Stewart, along with bandmates Liam Kazar, Lane Beckstrom and Matt Carol make up the Chicago band Marrow. Their album includes many varied spices, but the meal is consistently satiating. You know how sometimes you taste a meal and you go, “Is that cilantro?” It is like that, soul and prog leanings, sort of a country kind of thing with a Jill Scott run, all the while making an individual statement and remaining cohesive. It is not the sound of musicians playing their influences more than being a product of those influences.
There is the idea or theme, probably not intentional, of leaving or staying temporarily, having to leave which runs throughout the record. It is a fitting theme in these transient lives we lead, giving time to others while still allowing ourselves time to process, maintaining the stability of a familial or romantic bond while still having to go. Or maybe even relying on going (“Leave It All Behind”) as a way of not dealing with some thing. The idea of a home (“Corsicana,” “Quarter to Three”), a place to settle, to resolve the things, but also knowing that leaving is part of the equation.

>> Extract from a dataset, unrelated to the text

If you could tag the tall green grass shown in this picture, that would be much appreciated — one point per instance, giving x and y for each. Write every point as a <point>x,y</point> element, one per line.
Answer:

“A lot of the songs were written over the last five or six years. We’d been holding on to those songs, sort of waiting on the right time to do them, but I do think there a lot of songs on the record that definitely pertain to loss and returning home, there’s a line in “Corsicana” (“Corsicana is my home.”) even though we’ve never been to Corsicana, but stuff like that. “Quarter to Three” was partially written based on being on tour and the process of leaving Kids These Days, so there definitely were songs that were consciously about loss, but I don’t know if that was a purposeful theme of the record but you’re definitely right, I didn’t think about it that way, a lot of the underlying theme of is this record is definitely loss and coming home which is kind of how it felt, coming home to Marrow and making a record that was true to our songwriting.”

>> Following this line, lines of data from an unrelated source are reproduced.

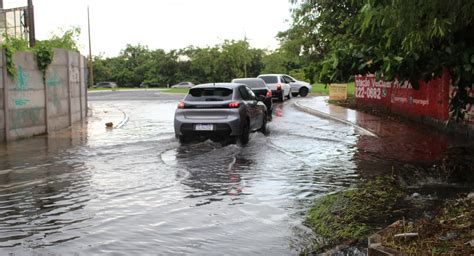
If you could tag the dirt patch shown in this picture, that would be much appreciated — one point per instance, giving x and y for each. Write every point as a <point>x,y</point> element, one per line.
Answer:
<point>351,215</point>
<point>449,233</point>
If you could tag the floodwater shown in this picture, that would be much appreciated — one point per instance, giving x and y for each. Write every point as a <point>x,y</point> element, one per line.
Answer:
<point>135,190</point>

Another aspect of the record that belies the youth of the band is restraint. The melodies, the harmonies, the way that the musicians chose to color each song speaks to a respect of the whole of the song and in larger terms to the album. Each vocal inflection, each strum or cymbal brush services that piece more than the musician, it heightens the moments of climax and anchors the path to crescendo, it gives each song a stage to be explored and revisited.
“We tried to make this record and be mature about it, tried not to throw everything in at once because it’s so easy to get carried away, especially because we were recording in Liam’s basement, we didn’t have to worry about paying for studio time, we were kind of just recording, and at that point it is really kind of easy to just keep adding in things and keep, you know, beating it to death and adding a whole bunch of stuff onto the songs, so we tried to make it a little more restrained, but still trying to fulfill everything that the song and the record called for.”

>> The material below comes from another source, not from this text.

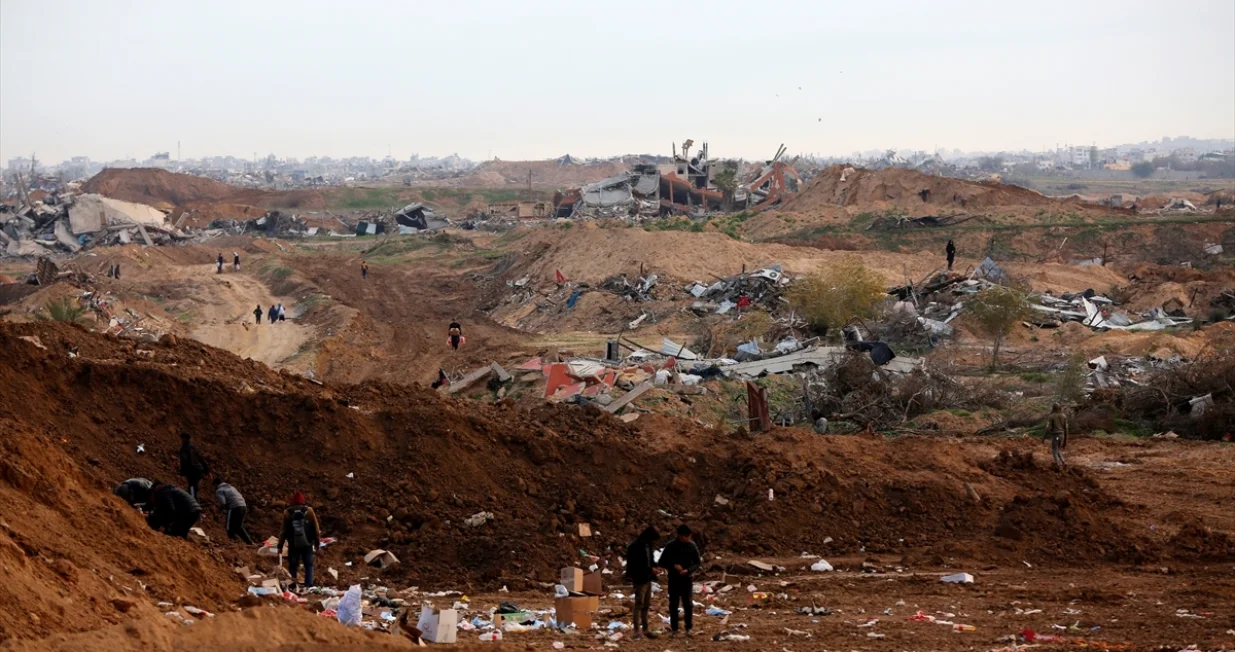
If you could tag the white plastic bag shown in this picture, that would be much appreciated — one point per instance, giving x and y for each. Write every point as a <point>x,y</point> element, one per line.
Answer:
<point>350,606</point>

January 30th at Rudyard’s, Marrow will be in town to present this wonderful album and other songs as well possibly. It will be an opportunity for you to see in action of the ideas suggested in this article. Writing about music can never supersede the actual process of watching the band. The philosophies of live vs. the record differ with every band, but a consensus seems to be that magic is always possible in the moment.
“We definitely try not to tie ourselves to the record when we play live, we definitely want to stay true to it, but there are some things that you simply cannot do (live) because you don’t have the money for it, and also we come from a background in jazz, so we’re into improvisation, so there are some points in the song where we’ll definitely do something different, or they’ll be a moment between the four us playing that is not on the record and could only happen live-we’re not married to the record and how the record sounds when we’re playing, we try to respect it, with this new record that we’re making, we’re also trying to be more conscious of how will pull it off live. I think it’s always cool when bands play differently than what is on the record it gives me a lot of satisfaction-I think it’s cool to explore all of the possibilities that a song can be live and recorded.”